When I was recently debugging a design, I discovered that a short circuit existed from a ground plane to a power plane. I did not have access to a milliohmmeter or an equivalent tester for locating this type of short circuit. So, I logged onto the Internet to find an easily constructible milliohmmeter. I found the answer in a manufacturer's data sheet, which outlined the basic four-wire method of making low-resistance measurements. The method uses a voltage-reference IC as the input stage for a controlled constant-current source. A quick dig in the old component bucket revealed a supply of LM317 variable-voltage regulators. These ICs provide 1.25 V between their VOUT and VADJ terminals, a constant voltage to attack the constant-current problem. The other problem to attack was the output-voltage range of the constant-current source. The circuit I was working on used a 3.3 V supply, so I had to limit the voltage to 3.3 V. An LM317, configured as a constant-current source, delivers an output voltage equal to the input if the output resistance is too high. Because I wanted to use a bench supply or a 9 V battery, the voltage would fry any 3.3 V logic on the board. Ideally, I wanted voltage to be limited to 1.5 V. So, I came up with the configuration in Figure 1.

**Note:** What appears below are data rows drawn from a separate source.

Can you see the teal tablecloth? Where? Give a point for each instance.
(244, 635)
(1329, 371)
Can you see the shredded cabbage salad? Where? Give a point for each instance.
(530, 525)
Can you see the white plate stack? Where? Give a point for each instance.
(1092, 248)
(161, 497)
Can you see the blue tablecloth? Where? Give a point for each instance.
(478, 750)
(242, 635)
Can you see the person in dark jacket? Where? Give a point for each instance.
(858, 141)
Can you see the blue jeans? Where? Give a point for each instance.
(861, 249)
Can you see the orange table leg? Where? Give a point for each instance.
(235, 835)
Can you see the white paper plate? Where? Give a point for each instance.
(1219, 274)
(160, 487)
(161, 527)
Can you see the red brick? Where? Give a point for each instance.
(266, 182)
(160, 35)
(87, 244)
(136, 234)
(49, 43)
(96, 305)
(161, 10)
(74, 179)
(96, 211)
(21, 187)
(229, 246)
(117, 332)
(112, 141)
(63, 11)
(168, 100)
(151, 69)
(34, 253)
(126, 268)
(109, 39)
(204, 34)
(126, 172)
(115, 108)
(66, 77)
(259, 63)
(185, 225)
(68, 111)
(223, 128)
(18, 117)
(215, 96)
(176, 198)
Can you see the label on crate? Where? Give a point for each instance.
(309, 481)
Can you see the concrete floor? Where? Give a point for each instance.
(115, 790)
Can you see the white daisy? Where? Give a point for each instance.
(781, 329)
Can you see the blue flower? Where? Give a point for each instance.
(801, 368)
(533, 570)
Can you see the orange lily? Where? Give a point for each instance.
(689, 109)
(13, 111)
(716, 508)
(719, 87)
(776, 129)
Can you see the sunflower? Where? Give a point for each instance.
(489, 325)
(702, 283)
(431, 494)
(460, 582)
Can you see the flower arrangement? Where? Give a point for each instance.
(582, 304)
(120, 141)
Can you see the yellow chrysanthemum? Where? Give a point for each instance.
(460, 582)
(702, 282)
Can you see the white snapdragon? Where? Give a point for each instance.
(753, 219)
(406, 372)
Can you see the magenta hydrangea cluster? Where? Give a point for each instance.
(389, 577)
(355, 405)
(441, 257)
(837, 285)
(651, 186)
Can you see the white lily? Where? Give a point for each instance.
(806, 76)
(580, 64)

|Figure 1.||Make your own milliohmmeter, using a voltage-regulator IC and some resistors.|
IC1 controls the base of the npn Darlington transistor, Q1. The IC regulates the voltage across the selected resistor to form the constant-current source. The current source delivers either 10 or 100 mA, depending on which emitter resistor is in the circuit. The purpose of S1 is to give longer battery life. You can calibrate the current source by strapping a resistive load between test points A and B and measuring the voltage across the resistor using a DVM (digital voltmeter). I used 5 and 10 Ω and set one S2 position for 10 mA and the other for 100 mA. To measure a small resistance, you attach test points A and B across the resistance. You set the DVM on a millivolt range. The DVM reads a voltage that is proportional to the resistance under test. If you calibrate the circuit as suggested, then the reading is 10 Ω/V on the 100-mA range and 100 Ω/V on the 10-mA range.
To track down pc-board short circuits, attach the unit with test points A and B across the suspected shorted signals. Attach one DVM probe to test point A and use the other to probe the circuit. Constant voltage along a trace indicates that no current is flowing and that the trace is not the source of the short circuit. Look for high readings on the trace with the low reading and low readings on the trace with the high reading, to locate the source of the short circuit.